/deblur

Deblur is a greedy deconvolution algorithm based on known read error profiles.

Primary LanguagePythonBSD 3-Clause "New" or "Revised" LicenseBSD-3-Clause

Deblur

Build Status Coverage Status

Deblur is a greedy deconvolution algorithm based on Illumina Miseq/Hiseq error profiles.

Install

  • Deblur requires Python 3.5. If Python 3.5 is not installed, you can create a conda environment for deblur using:
conda create -n deblurenv python=3 numpy

and activate it using:

source activate deblurenv

(note you will need to activate this environment every time you want to use deblur)

At the moment, the install is a two stage process as we do not currently have deblur staged in a conda channel.

  • install deblur dependencies
conda install -c bioconda VSEARCH MAFFT SortMeRNA==2.0 biom-format
  • Install Deblur:
pip install deblur

Example usage

The input to deblur workflow is a directory of fasta files (1 per sample) or a demultiplexed FASTA or FASTQ file. The output is a biom table with sequences as the OTU ids (final.biom in the output directory).

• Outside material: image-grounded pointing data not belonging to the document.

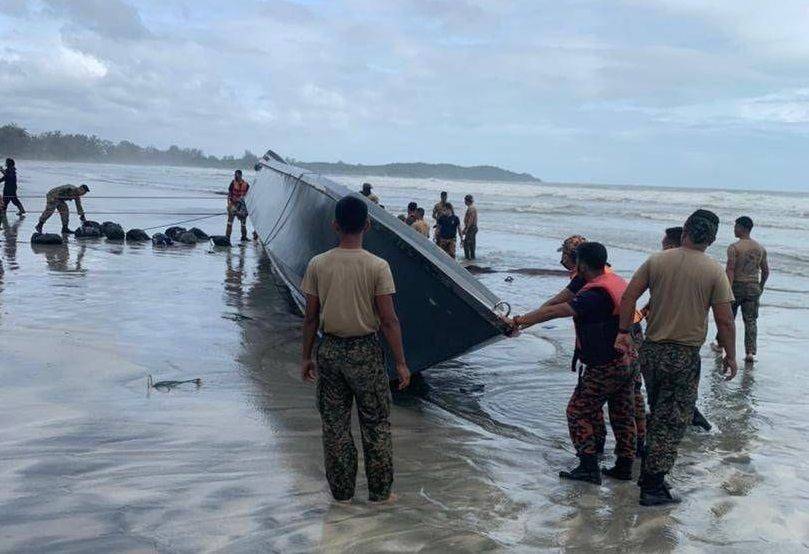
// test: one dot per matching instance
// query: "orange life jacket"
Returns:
(238, 190)
(614, 284)
(594, 340)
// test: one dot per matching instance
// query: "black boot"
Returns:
(622, 469)
(700, 421)
(654, 491)
(586, 471)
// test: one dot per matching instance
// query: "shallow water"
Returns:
(92, 461)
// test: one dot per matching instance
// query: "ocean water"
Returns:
(92, 462)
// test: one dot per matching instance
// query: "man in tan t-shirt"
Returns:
(349, 297)
(684, 283)
(747, 271)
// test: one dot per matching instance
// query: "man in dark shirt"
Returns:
(9, 180)
(606, 377)
(447, 232)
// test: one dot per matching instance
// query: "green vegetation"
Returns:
(418, 170)
(55, 145)
(17, 142)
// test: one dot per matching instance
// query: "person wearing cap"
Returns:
(440, 206)
(568, 261)
(366, 192)
(57, 199)
(684, 284)
(606, 377)
(470, 228)
(410, 218)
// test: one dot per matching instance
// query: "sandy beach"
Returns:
(92, 461)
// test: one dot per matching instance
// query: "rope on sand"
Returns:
(184, 221)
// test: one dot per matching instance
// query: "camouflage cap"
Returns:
(570, 244)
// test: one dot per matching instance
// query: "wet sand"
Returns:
(92, 461)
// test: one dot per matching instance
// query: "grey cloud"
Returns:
(109, 18)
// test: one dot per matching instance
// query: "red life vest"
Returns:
(614, 284)
(594, 341)
(238, 190)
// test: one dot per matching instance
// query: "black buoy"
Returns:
(188, 238)
(113, 231)
(174, 232)
(159, 239)
(137, 235)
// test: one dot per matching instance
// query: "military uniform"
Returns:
(352, 368)
(671, 372)
(610, 383)
(56, 199)
(746, 295)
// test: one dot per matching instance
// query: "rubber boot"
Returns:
(700, 421)
(586, 471)
(622, 470)
(654, 491)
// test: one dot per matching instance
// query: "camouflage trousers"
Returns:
(352, 369)
(640, 401)
(671, 373)
(746, 297)
(612, 384)
(55, 204)
(470, 243)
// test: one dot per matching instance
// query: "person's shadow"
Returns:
(10, 231)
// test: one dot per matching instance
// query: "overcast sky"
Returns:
(667, 92)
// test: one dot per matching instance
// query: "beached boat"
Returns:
(443, 309)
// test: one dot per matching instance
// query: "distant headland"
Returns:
(18, 142)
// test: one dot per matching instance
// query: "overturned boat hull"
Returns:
(444, 311)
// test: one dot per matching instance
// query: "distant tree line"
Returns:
(418, 170)
(16, 141)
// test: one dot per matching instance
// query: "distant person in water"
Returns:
(447, 230)
(9, 180)
(237, 208)
(440, 206)
(57, 199)
(420, 225)
(747, 270)
(470, 228)
(606, 377)
(366, 192)
(673, 238)
(684, 284)
(349, 298)
(410, 218)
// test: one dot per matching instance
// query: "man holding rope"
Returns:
(57, 199)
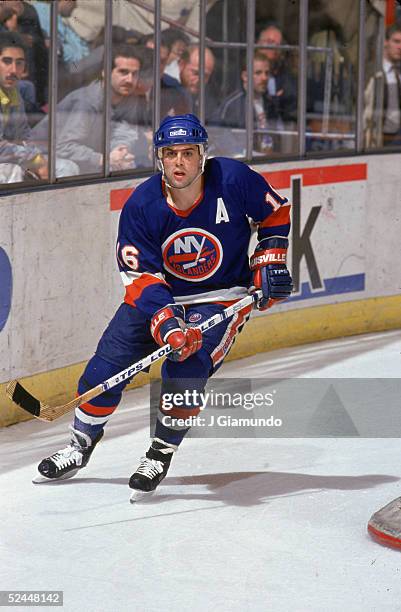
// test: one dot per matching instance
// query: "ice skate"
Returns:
(66, 462)
(152, 469)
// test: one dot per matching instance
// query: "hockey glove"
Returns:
(270, 274)
(168, 325)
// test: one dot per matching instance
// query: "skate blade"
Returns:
(39, 479)
(138, 496)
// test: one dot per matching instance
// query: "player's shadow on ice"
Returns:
(252, 488)
(245, 488)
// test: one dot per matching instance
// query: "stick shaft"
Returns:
(28, 402)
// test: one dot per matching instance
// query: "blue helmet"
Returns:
(181, 129)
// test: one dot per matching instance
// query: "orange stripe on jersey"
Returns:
(134, 290)
(98, 410)
(232, 330)
(280, 217)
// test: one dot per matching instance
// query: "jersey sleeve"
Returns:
(140, 262)
(269, 210)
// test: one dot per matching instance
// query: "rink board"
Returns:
(64, 284)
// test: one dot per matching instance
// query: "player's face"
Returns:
(260, 76)
(124, 76)
(270, 36)
(190, 72)
(393, 47)
(181, 164)
(12, 66)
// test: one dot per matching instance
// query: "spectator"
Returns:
(174, 98)
(232, 112)
(178, 43)
(79, 124)
(189, 77)
(25, 22)
(72, 48)
(16, 156)
(385, 129)
(282, 86)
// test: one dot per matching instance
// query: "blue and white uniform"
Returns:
(198, 258)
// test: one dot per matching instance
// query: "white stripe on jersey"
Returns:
(221, 295)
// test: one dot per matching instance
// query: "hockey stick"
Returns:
(20, 396)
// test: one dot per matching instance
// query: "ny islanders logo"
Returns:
(192, 254)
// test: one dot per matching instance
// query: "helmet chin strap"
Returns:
(202, 151)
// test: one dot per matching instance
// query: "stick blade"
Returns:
(384, 525)
(23, 398)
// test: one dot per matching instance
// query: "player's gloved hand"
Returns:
(270, 274)
(168, 325)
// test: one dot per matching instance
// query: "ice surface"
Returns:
(238, 525)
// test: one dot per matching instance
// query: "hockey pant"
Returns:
(127, 339)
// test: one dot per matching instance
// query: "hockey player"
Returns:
(182, 252)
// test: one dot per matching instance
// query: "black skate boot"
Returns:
(68, 461)
(152, 469)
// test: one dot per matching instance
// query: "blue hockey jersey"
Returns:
(201, 254)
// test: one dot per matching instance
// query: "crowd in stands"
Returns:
(79, 125)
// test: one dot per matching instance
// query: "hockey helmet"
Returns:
(181, 129)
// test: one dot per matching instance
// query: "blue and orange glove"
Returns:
(168, 325)
(270, 274)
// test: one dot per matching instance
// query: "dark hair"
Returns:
(390, 30)
(126, 51)
(257, 56)
(11, 40)
(267, 25)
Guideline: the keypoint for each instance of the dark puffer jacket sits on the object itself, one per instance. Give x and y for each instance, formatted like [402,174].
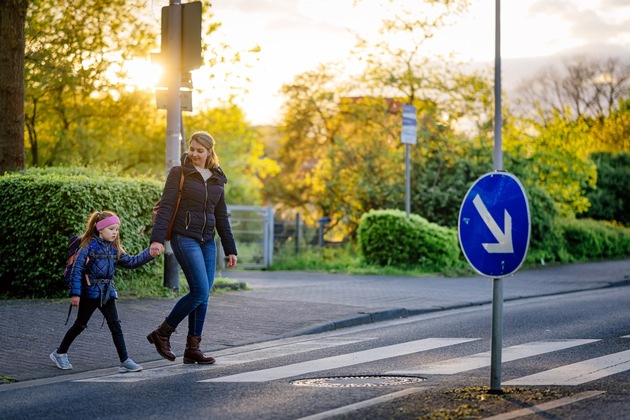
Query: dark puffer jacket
[98,261]
[202,209]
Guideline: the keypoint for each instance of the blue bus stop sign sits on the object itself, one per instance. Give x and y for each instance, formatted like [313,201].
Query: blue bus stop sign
[494,225]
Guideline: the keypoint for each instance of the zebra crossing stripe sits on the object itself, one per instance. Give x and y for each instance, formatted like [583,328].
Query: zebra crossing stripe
[479,360]
[229,360]
[343,360]
[579,373]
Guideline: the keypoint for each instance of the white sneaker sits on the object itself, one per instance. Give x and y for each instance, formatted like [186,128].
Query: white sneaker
[129,366]
[61,360]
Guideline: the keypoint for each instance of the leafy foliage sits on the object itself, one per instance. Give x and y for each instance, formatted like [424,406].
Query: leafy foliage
[387,237]
[610,199]
[41,209]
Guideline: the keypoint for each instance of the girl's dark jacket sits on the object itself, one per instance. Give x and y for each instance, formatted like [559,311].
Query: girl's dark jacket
[98,261]
[202,209]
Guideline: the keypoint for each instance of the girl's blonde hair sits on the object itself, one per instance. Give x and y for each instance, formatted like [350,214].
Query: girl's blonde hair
[208,142]
[91,231]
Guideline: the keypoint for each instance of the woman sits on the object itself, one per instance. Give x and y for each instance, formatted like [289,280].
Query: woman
[202,212]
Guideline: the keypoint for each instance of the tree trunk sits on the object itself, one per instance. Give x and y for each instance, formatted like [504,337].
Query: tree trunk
[12,45]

The simple use case just specifies the input fasta file (or directory) and output directory name:

deblur workflow --seqs-fp all_samples.fna --output-dir output

If starting from a barcode and read file, you can first use the qiime split_libraries_fastq.py command (we recommend using -q 19 to remove low quality reads):

split_libraries_fastq.py -i XXX_R1_001.fastq -m map.txt -o split -b XXXX_I1_001.fastq -q 19

and use the split/seqs.fna as the input to the deblur workflow.

Important options

  • The sequence read length can be specified by the -t NNN flag, where NNN denotes the length all sequences will be trimmed to (default=150). Note that all reads shorter than this length will be discarded.

  • In order to run in parallel, the number of threads can be specified by the -O NNN flag (default it 1). Note that running more threads than available cores will not speed up performance.

  • To get a full list of options, use:

deblur workflow --help

Positive and Negative Filtering

By default, deblur uses positive filtering, keeping only 16S sequences (based on homology to Greengenes 88% representative set). For example:

deblur workflow --seqs-fp all_samples.fna --output-dir output

Negative filtering can be selected using the '-n' flag. This causes deblurring to keep all sequences except for known artifact sequences (i.e. PhiX and Adapter sequences), so other non-16S sequences are retained. For example:

deblur workflow --seqs-fp all_samples.fna --output-dir output -n

Code Development Note

Some of the code in the package deblur has been derived from QIIME. The contributors to these specific QIIME modules have granted permission for this porting to take place and put under the BSD license.